Perù: proseguono i reati contro le foreste e le comunità indigene
15 marzo 2016 - La deforestazione, legata per lo più ad attività di tipo estrattivo o a forme di agricoltura e allevamento intensivi, è diffusa in maniera preoccupante in tutta l’America Latina. Solo nel 2015, in Perù, sarebbero andati perduti circa 158 mila ettari di foresta: l'equivalente di circa 217 mila campi da calcio. Un valore infinito. In particolare, è di questi giorni una notizia che riguarda l’area amazzonico- peruviana di Loreto - Ucayali, in cui opera da molto tempo anche Terra Nuova. Alla fine di gennaio, infatti, l’imprenditore Dennis Melka, di cui 17 imprese sono impegnate nella zona per la produzione intensiva di palma da olio e cacao, è stato indagato per “reato contro le foreste”.

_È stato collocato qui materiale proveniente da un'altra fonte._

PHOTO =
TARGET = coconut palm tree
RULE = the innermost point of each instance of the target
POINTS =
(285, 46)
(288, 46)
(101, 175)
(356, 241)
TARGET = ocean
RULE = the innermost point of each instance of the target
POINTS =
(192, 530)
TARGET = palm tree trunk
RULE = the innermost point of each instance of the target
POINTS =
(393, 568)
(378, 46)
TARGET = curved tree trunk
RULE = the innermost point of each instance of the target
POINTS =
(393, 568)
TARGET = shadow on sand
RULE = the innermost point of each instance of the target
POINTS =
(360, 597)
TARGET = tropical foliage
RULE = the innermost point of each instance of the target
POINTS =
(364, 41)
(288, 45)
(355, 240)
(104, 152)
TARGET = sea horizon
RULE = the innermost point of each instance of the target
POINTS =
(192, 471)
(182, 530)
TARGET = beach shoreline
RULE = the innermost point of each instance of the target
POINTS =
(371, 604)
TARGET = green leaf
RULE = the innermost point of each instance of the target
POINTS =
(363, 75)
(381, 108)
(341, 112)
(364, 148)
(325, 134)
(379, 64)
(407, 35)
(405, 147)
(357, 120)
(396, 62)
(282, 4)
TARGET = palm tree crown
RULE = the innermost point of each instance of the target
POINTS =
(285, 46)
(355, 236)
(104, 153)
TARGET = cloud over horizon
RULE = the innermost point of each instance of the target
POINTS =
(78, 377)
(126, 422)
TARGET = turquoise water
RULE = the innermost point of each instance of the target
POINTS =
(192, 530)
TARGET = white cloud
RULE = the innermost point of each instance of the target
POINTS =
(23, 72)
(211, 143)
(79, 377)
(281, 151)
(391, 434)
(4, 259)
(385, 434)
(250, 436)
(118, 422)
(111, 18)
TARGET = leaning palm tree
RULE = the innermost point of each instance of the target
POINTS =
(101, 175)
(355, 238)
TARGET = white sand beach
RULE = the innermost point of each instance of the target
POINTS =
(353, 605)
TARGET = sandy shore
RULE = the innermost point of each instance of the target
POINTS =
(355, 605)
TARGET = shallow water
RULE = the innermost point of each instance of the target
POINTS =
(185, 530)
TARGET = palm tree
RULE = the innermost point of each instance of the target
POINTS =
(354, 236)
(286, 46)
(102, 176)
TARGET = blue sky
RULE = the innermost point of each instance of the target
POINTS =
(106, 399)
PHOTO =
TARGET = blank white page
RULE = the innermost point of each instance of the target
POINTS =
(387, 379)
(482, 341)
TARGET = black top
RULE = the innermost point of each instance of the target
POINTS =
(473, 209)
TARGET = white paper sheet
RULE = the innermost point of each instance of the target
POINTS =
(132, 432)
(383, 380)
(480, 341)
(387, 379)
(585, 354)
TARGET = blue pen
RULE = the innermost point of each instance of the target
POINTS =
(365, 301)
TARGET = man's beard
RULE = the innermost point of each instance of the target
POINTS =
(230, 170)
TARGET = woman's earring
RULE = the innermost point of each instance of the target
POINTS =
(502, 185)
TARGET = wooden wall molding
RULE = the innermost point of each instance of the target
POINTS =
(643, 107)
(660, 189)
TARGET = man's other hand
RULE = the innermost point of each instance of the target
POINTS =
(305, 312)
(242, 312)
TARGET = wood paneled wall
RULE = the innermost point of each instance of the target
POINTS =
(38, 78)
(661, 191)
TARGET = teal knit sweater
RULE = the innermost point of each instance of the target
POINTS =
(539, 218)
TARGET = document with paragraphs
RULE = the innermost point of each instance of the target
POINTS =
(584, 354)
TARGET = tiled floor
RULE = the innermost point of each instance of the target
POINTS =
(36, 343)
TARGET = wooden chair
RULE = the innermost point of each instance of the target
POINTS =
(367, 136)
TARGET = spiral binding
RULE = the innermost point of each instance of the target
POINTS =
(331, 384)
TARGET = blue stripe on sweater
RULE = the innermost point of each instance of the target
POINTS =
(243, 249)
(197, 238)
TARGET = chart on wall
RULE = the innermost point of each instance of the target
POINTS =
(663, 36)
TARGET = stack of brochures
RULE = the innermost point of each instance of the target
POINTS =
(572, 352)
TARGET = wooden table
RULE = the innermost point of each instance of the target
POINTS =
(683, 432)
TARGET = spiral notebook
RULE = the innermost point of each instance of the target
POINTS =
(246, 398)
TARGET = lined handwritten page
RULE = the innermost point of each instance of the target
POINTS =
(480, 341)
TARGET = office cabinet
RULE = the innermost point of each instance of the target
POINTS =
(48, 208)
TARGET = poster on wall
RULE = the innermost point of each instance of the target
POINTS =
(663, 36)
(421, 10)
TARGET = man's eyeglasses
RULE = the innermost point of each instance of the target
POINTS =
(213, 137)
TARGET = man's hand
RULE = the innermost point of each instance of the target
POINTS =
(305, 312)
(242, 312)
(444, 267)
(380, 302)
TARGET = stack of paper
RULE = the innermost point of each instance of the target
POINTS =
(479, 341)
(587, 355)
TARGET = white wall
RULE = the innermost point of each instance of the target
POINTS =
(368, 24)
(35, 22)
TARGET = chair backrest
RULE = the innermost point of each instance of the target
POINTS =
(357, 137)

“Dal 2010 ad oggi almeno 5.750 ettari sono stati disboscati nel territorio ancestrale della nostra comunità", ha dichiarato Washington Bolivar della comunità nativa di Santa Clara, nel distretto di Nueva Requena, Ucayali, in un articolo apparso recentemente su Servindi e che riporta i dati di un recente rapporto di Convoca con Kene e Oxfam, secondo il quale le aziende di Melka avrebbero disboscato oltre 13.867 ettari di foresta primaria tra il 2013 e il 2015 nelle regioni di Loreyo e Ucayali. Inoltre, secondo Milagros Salazar, direttore di Convoca, il ricco uomo d’affari avrebbe ottenuto la terra senza mai passare per il palazzo della Cancelleria pur riuscendo a creare ben 25 aziende. Il tutto condito da raggiri, truffe e pressioni a danno dei contadini e delle popolazioni locali.

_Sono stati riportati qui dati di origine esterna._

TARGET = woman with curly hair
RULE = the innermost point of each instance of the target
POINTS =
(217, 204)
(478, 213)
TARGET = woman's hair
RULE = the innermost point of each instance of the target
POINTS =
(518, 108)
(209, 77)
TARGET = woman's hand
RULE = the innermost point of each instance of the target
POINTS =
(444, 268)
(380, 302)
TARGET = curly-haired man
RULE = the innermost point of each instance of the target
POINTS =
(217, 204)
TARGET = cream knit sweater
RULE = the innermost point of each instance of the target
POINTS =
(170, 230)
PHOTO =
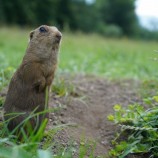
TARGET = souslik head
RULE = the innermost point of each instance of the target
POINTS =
(46, 38)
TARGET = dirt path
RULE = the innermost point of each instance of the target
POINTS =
(89, 108)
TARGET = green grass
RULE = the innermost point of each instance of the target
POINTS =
(89, 54)
(79, 53)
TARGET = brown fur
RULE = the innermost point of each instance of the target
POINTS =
(28, 85)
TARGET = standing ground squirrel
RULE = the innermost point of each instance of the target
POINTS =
(33, 78)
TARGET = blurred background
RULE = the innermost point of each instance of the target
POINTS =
(114, 18)
(111, 38)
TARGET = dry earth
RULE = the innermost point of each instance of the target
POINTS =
(87, 109)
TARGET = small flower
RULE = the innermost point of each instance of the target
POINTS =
(117, 107)
(110, 117)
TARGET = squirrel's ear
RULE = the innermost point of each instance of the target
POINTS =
(31, 35)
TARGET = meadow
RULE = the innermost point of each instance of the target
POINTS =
(88, 54)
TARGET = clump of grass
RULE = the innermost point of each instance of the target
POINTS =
(139, 126)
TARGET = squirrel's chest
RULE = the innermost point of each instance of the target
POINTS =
(48, 68)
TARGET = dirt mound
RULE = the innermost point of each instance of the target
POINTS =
(88, 108)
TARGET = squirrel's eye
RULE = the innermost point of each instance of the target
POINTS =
(42, 29)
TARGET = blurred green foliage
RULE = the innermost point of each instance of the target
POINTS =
(110, 18)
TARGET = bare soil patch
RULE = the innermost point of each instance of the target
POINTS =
(88, 107)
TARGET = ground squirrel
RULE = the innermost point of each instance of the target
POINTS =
(26, 92)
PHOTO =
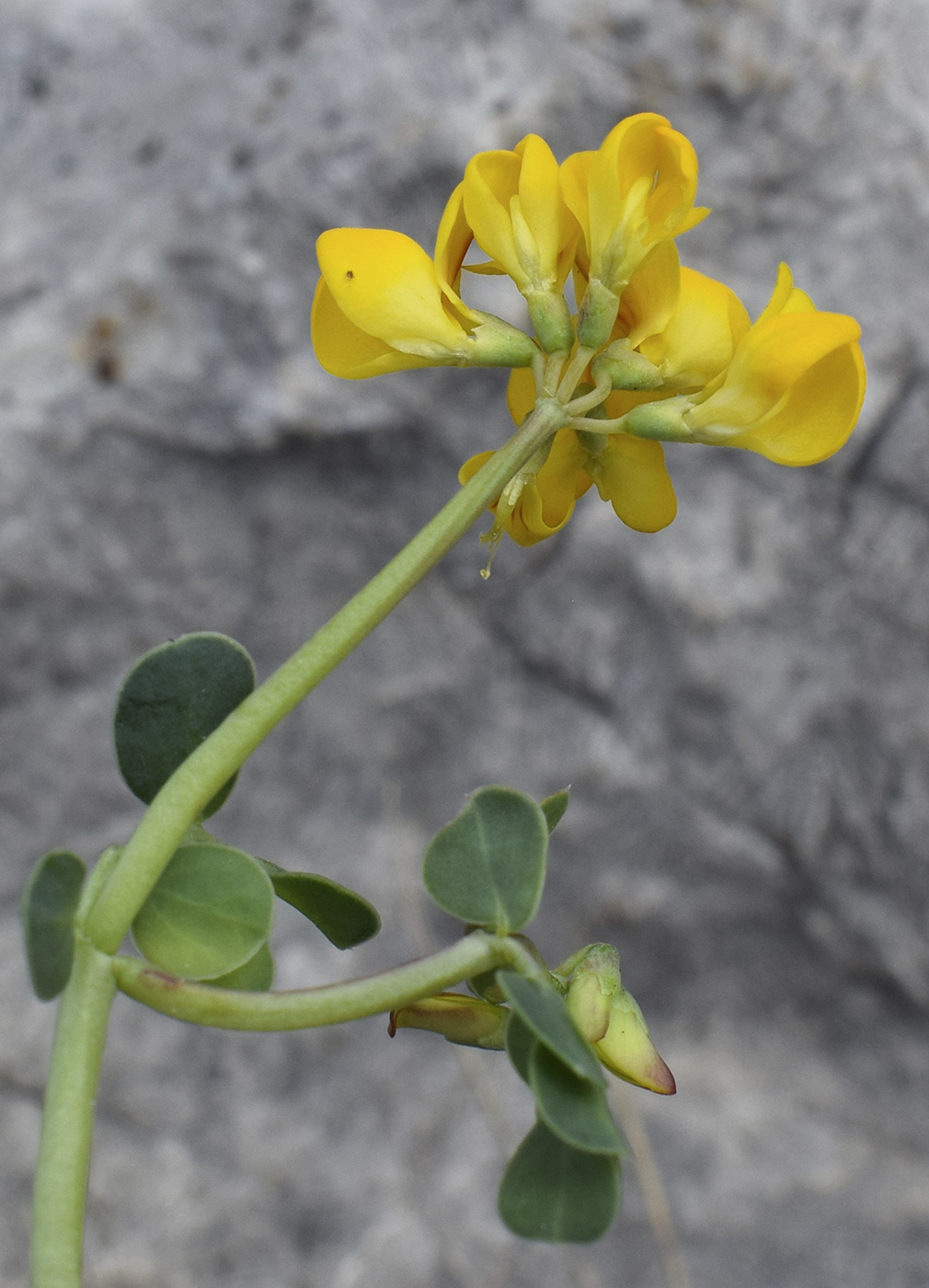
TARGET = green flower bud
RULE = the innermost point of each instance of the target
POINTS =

Pedro Cumapa, contadino di Tamshiyacu, Loreto, ad esempio, ha accusato di truffa una delle società di Melka che avrebbe acquistato terreni in cambio di risibili somme di denaro: "l'azienda ci ha fatto firmare un contratto con clausole che non abbiamo capito, offrendoci circa 5.000 soles per un terreno di 49 ettari”. Ma non è l’unica voce a denunciare simili brogli, né l’unica a segnalare pressioni o intimidazioni.
Juan Carlos Ruiz Molleda, avvocato dell’Instituto de Defensa Legal (IDL), pur affermando che la chiamata in giudizio del gruppo è un passo molto importante ribadisce che per poter davvero cambiare le cose è necessario osservare alla deforestazione come parte di un processo più profondo che ha come baricentro una certa tendenza alla “de-protezione delle terre dei popoli indigeni”.
Per risolvere la questione, insomma, è ancora una volta dalla tutela delle terre ancestrali attraverso forme di titolazione certe che occorre ripartire. A questo proposito, l’articolo su Servindi fa menzione della sentenza della Corte interamericana dei diritti umani relativamente al caso Awas Tingni (contro Nicaragua) nel quale si è ribadito molto chiaramente che in assenza di titoli, bisogna astenersi dal rilasciare qualsiasi licenza per estrazione mineraria o petrolifera, così da garantire la piena tutela e conservazione delle foreste.